But without a global carbon levy on bunker fuel, "it doesn't happen"

iStock image of hydrogen pipeline concept
iStock

Published May 24, 2023 9:55 PM by The Maritime Executive

In a new white paper released Tuesday, shipping executives at commodities trading house Trafigura argued that incentivizing a transition to zero-carbon marine fuels would not only help meet emissions targets - it would also create new economic opportunities in the Global South, where abundant renewable potential could be tapped to make e-fuels like green methanol and green ammonia. 

Trafigura's analysis determined that Asia, South America and Africa have potential to produce abundant quantities of electrofuels. Argentina, Brazil, Chile, Colombia, Egypt, India and Morocco are particularly well-positioned for manufacturing green hydrogen, the building block of the electrofuel economy. 

However, shipping as a whole is far from on track for creating a market for that fuel. Based on a business-as-usual trajectory, total emissions should roughly triple by 2050. If energy efficiency measures are implemented, emissions would still double by midcentury. 

To get to a point where green bunker fuel is made and used at scale, Trafigura argues, the IMO will need to enact substantial carbon policy measures. While peripheral adjustments in the rules will help, the main tool would have to be the most controversial option available - a global carbon levy. Even the cheapest electrofuels from the most cost-efficient markets (in the Global South) will be twice as expensive as VLSFO, Trafigura predicts. At that price, they would have a hard time competing with fuel oil unless IMO taxes bunker fuel and uses the proceeds to subsidize green fuel.  

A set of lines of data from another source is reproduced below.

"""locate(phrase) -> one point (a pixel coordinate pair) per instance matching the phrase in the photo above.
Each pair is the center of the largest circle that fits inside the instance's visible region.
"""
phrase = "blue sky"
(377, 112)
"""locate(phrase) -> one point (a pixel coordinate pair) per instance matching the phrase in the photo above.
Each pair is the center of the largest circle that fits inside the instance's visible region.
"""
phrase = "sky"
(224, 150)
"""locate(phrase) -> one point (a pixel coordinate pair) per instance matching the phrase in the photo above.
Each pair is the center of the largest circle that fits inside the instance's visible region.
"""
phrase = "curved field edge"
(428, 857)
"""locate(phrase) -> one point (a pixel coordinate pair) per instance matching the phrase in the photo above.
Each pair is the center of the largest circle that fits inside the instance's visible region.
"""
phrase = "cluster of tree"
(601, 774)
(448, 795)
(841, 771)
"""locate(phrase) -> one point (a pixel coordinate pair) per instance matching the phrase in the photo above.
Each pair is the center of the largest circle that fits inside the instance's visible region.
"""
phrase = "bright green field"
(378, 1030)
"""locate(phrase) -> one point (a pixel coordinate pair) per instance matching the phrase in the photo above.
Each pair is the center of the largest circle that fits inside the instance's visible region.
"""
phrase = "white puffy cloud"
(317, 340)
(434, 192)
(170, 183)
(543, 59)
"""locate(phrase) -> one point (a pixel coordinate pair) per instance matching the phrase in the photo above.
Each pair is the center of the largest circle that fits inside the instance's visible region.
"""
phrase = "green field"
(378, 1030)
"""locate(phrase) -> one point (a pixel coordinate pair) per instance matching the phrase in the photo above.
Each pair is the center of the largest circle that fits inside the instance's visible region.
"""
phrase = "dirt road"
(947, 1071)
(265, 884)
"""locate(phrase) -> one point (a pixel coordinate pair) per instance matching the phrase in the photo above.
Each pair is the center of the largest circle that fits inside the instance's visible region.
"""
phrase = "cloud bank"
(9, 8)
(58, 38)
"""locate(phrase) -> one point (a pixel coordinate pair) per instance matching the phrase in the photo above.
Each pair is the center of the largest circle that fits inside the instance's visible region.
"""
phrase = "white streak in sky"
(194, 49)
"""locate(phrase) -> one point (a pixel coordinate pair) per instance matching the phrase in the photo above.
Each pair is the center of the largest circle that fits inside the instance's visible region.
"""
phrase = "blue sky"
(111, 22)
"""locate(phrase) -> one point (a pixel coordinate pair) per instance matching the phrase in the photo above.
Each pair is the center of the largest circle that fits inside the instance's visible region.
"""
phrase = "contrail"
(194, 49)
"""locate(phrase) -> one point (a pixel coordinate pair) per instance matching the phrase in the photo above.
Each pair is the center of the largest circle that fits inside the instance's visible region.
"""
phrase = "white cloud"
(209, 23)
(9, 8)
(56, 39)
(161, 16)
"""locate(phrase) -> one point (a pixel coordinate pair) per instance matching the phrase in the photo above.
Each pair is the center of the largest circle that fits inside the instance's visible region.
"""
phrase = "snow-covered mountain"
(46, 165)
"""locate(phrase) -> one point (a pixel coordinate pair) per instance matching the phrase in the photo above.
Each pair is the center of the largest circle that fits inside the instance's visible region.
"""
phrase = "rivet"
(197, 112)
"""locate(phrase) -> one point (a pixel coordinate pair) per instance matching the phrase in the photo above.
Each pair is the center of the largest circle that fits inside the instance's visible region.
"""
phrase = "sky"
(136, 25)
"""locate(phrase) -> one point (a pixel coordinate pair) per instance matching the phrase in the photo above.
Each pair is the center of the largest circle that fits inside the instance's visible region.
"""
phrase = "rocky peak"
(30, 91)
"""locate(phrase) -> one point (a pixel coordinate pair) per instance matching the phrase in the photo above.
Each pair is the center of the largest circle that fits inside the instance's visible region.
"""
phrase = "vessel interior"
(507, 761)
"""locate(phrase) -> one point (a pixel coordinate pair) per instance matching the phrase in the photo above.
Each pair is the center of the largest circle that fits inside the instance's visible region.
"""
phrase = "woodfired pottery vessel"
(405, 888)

Green corridors, regional (EU) regulation and voluntary uptake will all help, but "only IMO regulation can ensure global participation in shipping decarbonization," the authors argued - and only global uptake would be enough to spin up a green-hydrogen industry across the developing world. 

“Delaying action will only add to the eventual cost of decarbonisation. The IMO needs to decisively move forward to tackle the shipping industry’s emissions and start the journey to a sustainable and resilient future,” said Rasmus Bach Nielsen, Global Head of Fuel Decarbonization at Trafigura and co-author of the whitepaper.

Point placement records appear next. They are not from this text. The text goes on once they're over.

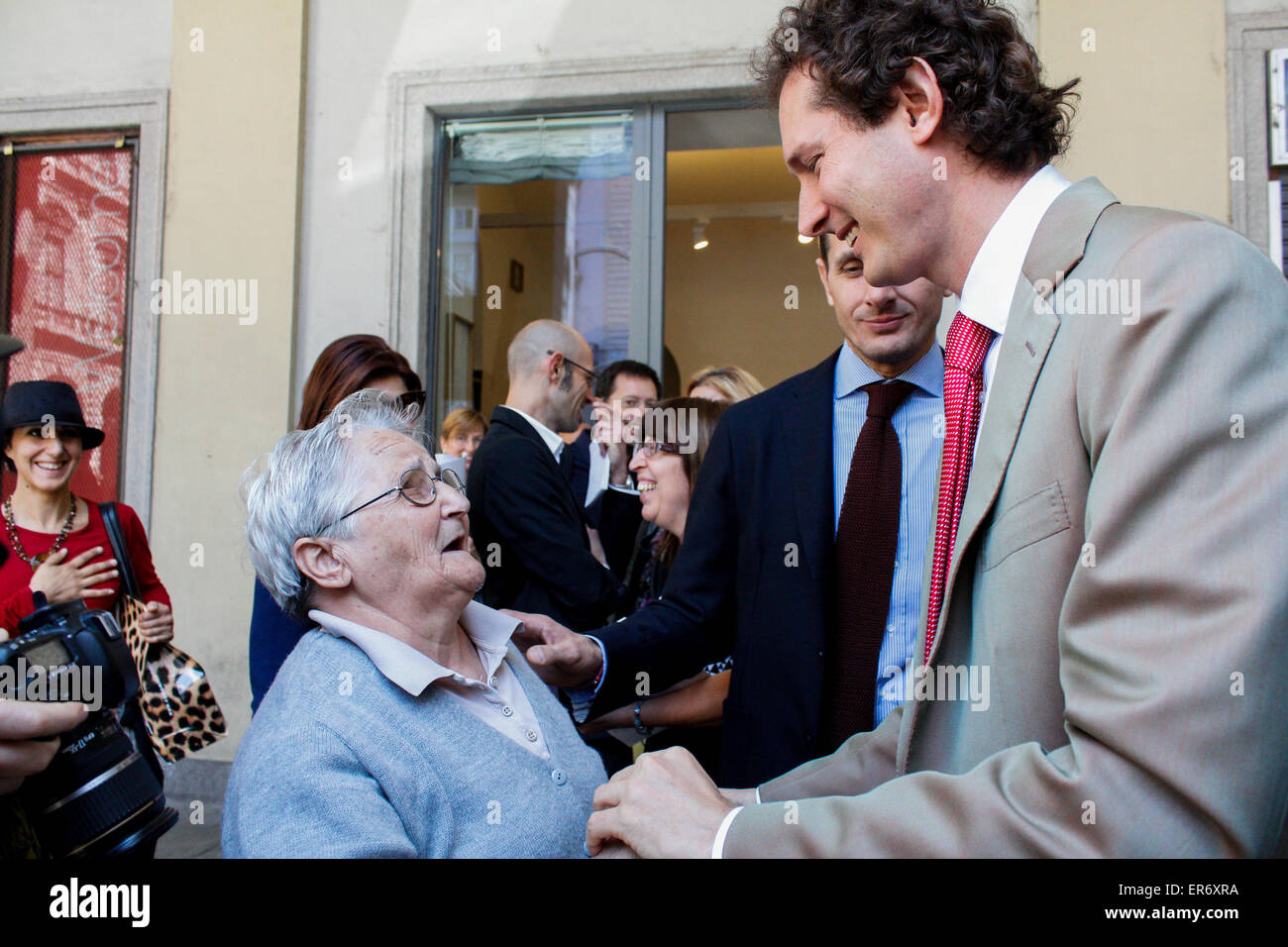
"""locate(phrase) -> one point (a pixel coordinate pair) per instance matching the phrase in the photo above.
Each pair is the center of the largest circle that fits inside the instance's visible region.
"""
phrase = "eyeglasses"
(652, 449)
(415, 486)
(590, 373)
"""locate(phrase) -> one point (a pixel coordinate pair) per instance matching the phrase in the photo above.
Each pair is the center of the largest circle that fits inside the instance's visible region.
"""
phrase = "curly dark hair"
(858, 51)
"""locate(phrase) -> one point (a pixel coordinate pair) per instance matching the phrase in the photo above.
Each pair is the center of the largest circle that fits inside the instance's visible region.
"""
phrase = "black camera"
(99, 795)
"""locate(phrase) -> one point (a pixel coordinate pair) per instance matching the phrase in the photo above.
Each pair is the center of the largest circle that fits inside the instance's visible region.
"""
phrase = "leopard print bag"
(179, 706)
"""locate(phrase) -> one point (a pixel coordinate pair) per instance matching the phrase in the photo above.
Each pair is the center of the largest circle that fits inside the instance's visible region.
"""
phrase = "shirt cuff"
(717, 845)
(584, 696)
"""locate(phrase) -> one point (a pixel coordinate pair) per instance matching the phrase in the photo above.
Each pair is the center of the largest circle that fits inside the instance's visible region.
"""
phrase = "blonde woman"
(724, 382)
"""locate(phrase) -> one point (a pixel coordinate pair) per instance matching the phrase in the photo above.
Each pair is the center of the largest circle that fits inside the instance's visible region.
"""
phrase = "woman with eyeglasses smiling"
(348, 365)
(666, 470)
(404, 724)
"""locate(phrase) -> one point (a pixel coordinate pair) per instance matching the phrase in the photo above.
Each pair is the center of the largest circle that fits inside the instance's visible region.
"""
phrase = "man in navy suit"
(526, 523)
(756, 574)
(596, 462)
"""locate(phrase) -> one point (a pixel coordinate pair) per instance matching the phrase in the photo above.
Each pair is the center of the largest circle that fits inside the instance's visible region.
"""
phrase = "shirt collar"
(553, 441)
(488, 629)
(853, 372)
(992, 277)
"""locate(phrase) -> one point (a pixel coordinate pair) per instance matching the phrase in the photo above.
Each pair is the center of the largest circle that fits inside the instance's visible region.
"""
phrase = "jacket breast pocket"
(1031, 519)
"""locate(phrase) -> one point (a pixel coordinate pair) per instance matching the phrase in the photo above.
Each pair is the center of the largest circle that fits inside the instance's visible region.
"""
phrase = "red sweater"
(14, 575)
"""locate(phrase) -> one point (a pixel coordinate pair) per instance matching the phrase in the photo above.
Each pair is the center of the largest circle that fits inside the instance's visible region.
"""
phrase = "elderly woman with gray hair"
(404, 723)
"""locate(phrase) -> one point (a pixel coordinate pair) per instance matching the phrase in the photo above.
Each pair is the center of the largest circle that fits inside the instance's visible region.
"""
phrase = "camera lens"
(98, 796)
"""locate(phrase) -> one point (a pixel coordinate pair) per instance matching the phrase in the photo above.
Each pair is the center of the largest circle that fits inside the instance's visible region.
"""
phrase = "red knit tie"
(964, 393)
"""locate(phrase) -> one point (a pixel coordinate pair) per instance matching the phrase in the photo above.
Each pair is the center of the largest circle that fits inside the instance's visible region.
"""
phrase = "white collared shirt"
(597, 478)
(498, 699)
(991, 279)
(553, 441)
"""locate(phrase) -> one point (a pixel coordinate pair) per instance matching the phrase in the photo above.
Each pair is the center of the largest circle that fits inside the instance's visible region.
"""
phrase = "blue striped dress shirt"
(918, 423)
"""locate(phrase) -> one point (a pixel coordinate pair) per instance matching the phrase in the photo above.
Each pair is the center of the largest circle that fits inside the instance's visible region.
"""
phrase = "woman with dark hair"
(348, 365)
(677, 436)
(54, 543)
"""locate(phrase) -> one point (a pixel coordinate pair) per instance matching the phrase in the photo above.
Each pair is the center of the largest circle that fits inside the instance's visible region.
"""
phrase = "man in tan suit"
(1121, 545)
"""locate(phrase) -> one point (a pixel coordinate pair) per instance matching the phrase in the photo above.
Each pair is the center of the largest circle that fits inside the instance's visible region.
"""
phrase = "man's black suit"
(528, 530)
(754, 578)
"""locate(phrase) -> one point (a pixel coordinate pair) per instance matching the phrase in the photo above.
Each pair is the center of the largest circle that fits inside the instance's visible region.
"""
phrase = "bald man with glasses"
(527, 525)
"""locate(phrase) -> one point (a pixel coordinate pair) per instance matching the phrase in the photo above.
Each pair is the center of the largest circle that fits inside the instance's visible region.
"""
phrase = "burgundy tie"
(867, 541)
(964, 392)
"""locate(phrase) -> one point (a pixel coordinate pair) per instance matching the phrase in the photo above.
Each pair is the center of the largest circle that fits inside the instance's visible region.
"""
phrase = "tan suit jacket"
(1121, 570)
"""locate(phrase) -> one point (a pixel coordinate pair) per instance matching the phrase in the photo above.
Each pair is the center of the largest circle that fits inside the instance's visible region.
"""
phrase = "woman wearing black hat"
(54, 541)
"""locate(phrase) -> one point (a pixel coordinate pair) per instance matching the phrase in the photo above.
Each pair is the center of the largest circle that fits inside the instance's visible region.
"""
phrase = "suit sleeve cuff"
(581, 698)
(717, 845)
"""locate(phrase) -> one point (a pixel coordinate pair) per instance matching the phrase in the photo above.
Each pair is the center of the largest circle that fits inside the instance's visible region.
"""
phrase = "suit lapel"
(809, 414)
(1030, 328)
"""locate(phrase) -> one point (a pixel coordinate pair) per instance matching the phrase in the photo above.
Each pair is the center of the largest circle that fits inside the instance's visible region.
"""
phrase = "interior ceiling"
(728, 176)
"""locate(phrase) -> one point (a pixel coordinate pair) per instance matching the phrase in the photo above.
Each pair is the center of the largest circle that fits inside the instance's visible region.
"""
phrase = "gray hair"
(305, 483)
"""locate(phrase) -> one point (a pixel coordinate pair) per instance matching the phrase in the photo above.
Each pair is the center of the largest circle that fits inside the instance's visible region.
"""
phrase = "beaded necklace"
(35, 561)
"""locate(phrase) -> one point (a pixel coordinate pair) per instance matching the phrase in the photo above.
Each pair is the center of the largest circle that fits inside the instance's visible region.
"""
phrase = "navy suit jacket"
(754, 578)
(528, 530)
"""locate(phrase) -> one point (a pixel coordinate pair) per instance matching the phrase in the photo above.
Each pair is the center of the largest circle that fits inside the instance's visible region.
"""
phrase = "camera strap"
(116, 536)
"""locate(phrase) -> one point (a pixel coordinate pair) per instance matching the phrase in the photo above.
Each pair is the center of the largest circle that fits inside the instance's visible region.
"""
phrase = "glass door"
(537, 222)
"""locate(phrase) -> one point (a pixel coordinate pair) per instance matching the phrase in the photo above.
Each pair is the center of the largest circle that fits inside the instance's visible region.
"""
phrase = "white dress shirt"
(991, 279)
(987, 299)
(497, 699)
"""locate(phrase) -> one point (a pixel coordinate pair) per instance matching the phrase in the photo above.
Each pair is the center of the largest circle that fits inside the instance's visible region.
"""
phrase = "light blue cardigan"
(339, 762)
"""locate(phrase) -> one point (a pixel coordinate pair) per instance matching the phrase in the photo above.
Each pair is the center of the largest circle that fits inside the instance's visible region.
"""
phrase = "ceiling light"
(699, 235)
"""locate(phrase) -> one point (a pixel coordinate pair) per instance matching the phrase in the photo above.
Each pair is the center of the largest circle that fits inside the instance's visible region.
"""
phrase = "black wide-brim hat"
(33, 402)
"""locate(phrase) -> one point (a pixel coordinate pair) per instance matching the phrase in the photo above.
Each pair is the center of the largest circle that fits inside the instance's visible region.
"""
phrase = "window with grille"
(65, 227)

Trafigura first called for a levy in 2020, when it suggested a carbon price in the range of $250-300 per tonne CO2 (about $750-900 per tonne bunker fuel). This is among the highest proposed taxes yet published, and it would more than double the current price of conventional bunkers - closing the gap with green-fuel pricing. 

The cheapest production potential for green fuels is in locations with the best renewable-power resources, and many of those sites exist in developing nations. In select sites in the Global South, high-wattage wind and solar could produce electrofuels at a cost in the range of $750 per tonne, Trafigura estimates. This is much less expensive than the expected production cost in Europe, where it would be about $1,200-1,500 per tonne. 

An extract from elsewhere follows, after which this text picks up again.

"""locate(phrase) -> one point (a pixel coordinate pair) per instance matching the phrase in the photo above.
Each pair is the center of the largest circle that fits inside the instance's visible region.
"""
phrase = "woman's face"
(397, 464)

Sub-Saharan Africa could be the biggest winner in an energy shakeup. Its maximum green-fuel production potential is equal to that of Australia, the Middle East and South America combined. Between all of these four regions, there is enough renewable-power potential available to fuel shipping 100 times over, Trafigura concluded - if the right carbon policies are enacted at IMO. And if the industry is to spool up to meet a five percent green-fuel target by 2030 - a realistic goal, according to Nielsen - that carbon policy would have to be enacted by 2025, putting pressure on IMO MEPC 80 this summer. 

"If you can summarize it, it's not a technology problem; the potential [fuel] supply is there; we believe that the demand is there in order to meet Paris [Agreement]; the financing is there; so what's missing is the consensus on carbon pricing," said Margaux Moore, head of energy transition research at Trafigura. "We do need a price on carbon in order to support the adoption of these low-carbon fuels. Without it, it doesn't happen."